Grand National Saturday in early April is the one day of the year in which nearly everybody becomes interested in National Hunt Horse Racing. Almost everyone in Britain either puts on a bet or takes part in a ‘National Sweepstake’ and people who for the rest of the year cannot tell their Becher’s Brook from their Canal Turn spend hours scanning the list of runners searching for a hidden link that will reveal the name of the winning horse and jockey combination.
The Aintree Grand National has been a huge part of British social and sporting life for a long time. The first race was in 1839, although some historians like to put its birth three years before that when the forerunner to the Grand Liverpool Steeplechase – as it was formerly known – took place. Apart from during the war years, it has been an ever-present since then. From 1916 to 1918 they even reproduced the race at Gatwick Racecourse, site of the present airport, when Aintree was unavailable.
The race represents a four and a half mile endurance test, jumping thirty daunting fences, and some of the winners have become part of the folklore of the country. Red Rum, ironically bred as a sprinter, became the only horse to win the race three times and everyone knew of his training runs on the Southport beaches with ‘Ginger’ McKain. Aldaniti and Bob Champion became legends when the horse that had nearly been invalided to retirement won with the jockey who had recently been diagnosed with terminal cancer.
Similarly, few will forget 1967 when Foinavon became a 100/1 winner because of the multiple pile-up at the twenty third fence; the horse just leaving the havoc behind and coasting home to victory.
Older people might recall an even stranger event when a horse that didn’t win the National became forever famous; Devon Loch in 1956. Practically the whole country wanted the Queen Mother’s horse to win the race that year and victory looked assured until, just 50 yards from the finish, Devon Loch tried to ‘jump’ a phantom fence and unseated the jockey, soon to be famous thriller writer Dick Francis. One wonders how many people recall that E.S.B. won the National that year.

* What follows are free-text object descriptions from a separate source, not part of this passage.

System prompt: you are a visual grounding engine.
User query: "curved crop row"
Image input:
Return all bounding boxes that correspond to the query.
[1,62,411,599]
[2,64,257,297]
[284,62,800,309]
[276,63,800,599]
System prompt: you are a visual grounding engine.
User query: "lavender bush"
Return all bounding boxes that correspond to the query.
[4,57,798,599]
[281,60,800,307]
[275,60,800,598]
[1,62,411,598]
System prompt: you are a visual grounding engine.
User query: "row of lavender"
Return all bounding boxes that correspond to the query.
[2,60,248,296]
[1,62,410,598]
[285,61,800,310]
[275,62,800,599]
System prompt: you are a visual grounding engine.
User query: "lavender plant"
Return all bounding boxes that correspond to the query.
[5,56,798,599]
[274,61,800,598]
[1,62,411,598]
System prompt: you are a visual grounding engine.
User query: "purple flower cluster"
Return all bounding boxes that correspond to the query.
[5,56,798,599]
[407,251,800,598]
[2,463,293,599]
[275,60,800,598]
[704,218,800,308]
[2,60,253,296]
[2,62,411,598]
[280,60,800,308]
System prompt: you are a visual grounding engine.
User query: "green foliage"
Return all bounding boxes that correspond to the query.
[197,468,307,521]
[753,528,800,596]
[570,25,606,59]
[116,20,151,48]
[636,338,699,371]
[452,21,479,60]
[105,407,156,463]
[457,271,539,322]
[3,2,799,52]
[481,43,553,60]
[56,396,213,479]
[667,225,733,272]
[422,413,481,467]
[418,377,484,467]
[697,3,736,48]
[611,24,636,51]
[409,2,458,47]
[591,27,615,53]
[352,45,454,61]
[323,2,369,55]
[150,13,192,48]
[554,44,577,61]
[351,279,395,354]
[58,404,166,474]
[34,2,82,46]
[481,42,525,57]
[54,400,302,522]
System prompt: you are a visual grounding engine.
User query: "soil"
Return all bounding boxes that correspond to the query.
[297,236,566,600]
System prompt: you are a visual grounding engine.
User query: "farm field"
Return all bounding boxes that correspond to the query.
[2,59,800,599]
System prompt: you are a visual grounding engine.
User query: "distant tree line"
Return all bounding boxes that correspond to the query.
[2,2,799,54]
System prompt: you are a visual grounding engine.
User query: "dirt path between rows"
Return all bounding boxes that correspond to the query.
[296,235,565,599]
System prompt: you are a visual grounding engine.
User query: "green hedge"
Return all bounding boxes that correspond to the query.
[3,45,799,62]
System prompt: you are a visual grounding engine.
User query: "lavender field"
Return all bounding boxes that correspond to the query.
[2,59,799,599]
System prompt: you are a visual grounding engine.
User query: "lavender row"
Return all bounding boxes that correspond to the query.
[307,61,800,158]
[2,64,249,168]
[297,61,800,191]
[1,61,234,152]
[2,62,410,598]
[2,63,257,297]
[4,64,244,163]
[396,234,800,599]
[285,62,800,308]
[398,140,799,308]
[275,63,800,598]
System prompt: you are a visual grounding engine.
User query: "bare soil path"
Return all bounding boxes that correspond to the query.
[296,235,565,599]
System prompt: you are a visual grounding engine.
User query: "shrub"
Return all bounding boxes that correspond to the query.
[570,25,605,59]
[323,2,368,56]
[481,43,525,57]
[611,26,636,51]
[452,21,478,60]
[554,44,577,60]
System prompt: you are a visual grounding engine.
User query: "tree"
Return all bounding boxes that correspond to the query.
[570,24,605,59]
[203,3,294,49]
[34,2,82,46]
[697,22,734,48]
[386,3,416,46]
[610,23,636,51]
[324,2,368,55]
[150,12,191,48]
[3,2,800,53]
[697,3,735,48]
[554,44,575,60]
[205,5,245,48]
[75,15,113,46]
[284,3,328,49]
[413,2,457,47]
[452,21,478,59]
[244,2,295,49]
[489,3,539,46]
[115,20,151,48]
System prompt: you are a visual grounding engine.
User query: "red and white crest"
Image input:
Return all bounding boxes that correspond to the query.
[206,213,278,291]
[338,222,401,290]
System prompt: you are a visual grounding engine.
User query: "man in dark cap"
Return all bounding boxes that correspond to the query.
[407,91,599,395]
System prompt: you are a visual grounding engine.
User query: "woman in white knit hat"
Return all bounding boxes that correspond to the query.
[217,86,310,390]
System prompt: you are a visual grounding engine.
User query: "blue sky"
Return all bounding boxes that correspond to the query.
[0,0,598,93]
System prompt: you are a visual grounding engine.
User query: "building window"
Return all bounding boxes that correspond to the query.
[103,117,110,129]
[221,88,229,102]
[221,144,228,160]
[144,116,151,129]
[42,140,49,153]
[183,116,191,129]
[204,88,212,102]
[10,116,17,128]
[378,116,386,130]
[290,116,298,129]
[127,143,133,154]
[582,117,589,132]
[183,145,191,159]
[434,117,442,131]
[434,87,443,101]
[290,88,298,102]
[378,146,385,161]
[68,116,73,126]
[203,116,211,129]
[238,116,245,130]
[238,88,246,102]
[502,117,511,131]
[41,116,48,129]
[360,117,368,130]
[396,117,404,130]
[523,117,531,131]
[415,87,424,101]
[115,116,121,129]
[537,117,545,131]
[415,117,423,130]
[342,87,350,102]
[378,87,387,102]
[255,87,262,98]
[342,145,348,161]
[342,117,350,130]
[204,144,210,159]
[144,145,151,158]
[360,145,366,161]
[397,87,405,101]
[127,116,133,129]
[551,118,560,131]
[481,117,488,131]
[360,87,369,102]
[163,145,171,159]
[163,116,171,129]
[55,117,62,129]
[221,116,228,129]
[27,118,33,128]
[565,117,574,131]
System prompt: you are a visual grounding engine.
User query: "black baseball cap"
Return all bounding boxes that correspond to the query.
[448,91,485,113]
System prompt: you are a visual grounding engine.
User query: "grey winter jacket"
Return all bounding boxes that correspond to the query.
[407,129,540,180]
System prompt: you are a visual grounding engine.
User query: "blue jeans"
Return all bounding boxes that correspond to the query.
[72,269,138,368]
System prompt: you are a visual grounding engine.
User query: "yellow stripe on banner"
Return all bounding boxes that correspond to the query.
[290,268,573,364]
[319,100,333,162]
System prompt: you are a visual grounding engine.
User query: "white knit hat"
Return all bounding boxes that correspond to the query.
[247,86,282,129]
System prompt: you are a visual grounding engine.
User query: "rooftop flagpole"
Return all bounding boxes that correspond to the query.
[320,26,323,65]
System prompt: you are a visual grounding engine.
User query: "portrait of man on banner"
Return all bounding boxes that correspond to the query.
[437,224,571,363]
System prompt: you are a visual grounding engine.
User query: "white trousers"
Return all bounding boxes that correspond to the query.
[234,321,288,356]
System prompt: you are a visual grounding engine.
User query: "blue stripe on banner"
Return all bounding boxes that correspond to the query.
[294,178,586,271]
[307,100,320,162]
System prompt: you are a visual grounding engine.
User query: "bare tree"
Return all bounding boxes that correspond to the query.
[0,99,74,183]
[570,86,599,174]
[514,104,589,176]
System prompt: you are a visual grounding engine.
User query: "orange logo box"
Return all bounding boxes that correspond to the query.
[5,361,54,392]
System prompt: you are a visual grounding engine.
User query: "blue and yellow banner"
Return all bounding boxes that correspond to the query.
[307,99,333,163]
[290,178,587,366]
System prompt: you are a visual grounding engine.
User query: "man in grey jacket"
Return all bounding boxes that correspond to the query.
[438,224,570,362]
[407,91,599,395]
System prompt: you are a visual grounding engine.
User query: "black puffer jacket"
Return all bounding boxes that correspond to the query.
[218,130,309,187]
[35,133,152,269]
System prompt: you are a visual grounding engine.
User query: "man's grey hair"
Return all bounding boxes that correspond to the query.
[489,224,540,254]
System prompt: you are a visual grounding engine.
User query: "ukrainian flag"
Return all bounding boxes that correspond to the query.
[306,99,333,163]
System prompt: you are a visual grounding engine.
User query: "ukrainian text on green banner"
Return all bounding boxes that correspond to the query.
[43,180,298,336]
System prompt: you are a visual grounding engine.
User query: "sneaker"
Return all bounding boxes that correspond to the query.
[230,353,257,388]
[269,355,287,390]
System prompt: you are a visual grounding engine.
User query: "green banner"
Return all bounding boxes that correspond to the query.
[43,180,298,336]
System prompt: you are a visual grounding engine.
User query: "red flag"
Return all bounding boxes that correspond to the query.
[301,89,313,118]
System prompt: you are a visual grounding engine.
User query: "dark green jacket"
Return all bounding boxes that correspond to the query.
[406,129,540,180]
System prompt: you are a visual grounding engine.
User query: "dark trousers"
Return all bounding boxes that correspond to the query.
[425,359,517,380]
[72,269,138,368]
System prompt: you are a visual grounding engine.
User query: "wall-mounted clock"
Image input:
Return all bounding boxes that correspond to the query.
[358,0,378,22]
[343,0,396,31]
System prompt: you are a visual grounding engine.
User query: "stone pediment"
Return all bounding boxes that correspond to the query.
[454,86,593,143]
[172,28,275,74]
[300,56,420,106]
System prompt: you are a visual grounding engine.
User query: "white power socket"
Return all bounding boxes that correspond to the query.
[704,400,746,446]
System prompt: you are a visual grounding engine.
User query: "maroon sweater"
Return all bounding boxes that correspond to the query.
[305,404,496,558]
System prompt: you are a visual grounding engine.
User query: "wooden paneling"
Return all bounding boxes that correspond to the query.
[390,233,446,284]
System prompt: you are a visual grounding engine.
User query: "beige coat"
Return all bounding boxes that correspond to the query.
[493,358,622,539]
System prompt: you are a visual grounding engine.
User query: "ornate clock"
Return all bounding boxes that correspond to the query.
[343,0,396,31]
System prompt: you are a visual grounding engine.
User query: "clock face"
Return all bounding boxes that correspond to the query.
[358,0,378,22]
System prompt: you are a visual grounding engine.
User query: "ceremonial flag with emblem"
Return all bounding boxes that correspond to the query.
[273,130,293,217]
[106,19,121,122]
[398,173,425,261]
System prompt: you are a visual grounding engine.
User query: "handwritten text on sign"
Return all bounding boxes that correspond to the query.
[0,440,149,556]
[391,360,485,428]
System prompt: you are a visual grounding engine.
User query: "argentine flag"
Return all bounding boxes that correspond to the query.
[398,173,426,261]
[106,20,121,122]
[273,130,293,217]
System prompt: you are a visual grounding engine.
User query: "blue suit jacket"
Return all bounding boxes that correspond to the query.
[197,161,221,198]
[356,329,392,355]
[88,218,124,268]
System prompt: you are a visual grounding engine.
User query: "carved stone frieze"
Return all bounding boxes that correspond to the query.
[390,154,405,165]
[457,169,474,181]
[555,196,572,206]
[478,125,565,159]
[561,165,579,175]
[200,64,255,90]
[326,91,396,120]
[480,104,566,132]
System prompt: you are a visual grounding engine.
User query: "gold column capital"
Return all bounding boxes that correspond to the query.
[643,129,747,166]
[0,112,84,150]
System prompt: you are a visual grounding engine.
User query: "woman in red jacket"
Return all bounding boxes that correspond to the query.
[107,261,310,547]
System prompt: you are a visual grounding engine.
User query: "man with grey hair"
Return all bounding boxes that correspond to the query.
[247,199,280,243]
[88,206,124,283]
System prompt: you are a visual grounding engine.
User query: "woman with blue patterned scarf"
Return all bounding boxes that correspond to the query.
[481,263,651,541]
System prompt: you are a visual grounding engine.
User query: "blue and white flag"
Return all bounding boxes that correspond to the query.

It is the ability of the Grand National to turn up heart-warming stories and thrilling finishes – and, as in 2009 with Mon Mome, the occasional 100/1 winner. Although often criticized by animal rights’ organizations because of the difficulty of the course and the potentially hazardous jumps, over the entire history of the race, there have been only 58 fatalities and four of those were in 1954. The only jockey to have died during the race was George Ede, back in 1870.
The Grand National always attracts thousands of people to the Aintree Race Course just outside of Liverpool. There are now five main Grandstands for spectators at the course – the Princess Royal, The County, the Queen Mother and the recently opened Earl of Derby and Lord Sefton Stands. All offer wonderful views of the course and excellent facilities; with the Princess Royal and Queen Mother Stands being best suited for disabled visitors. In addition, there are various enclosures and paddocks. Full details of all the available ticket and hospitality packages can be found on the race meeting’s own official website.
If you are travelling to Aintree Race Course by car, then be advised that there is very little on-course parking available, although there is parking for Disabled drivers, which needs to be booked in advance. A free ‘Park and Ride’ scheme operates. The course can be reached by bus with route numbers 300, 311, 345, 350 and 351 from Liverpool. Special race trains operate from Liverpool Central Station (just a short walk from the mainline Lime Street station) and any train travelling on the Northern Line to Ormskirk will stop at Aintree. The main station entrance is directly opposite the course.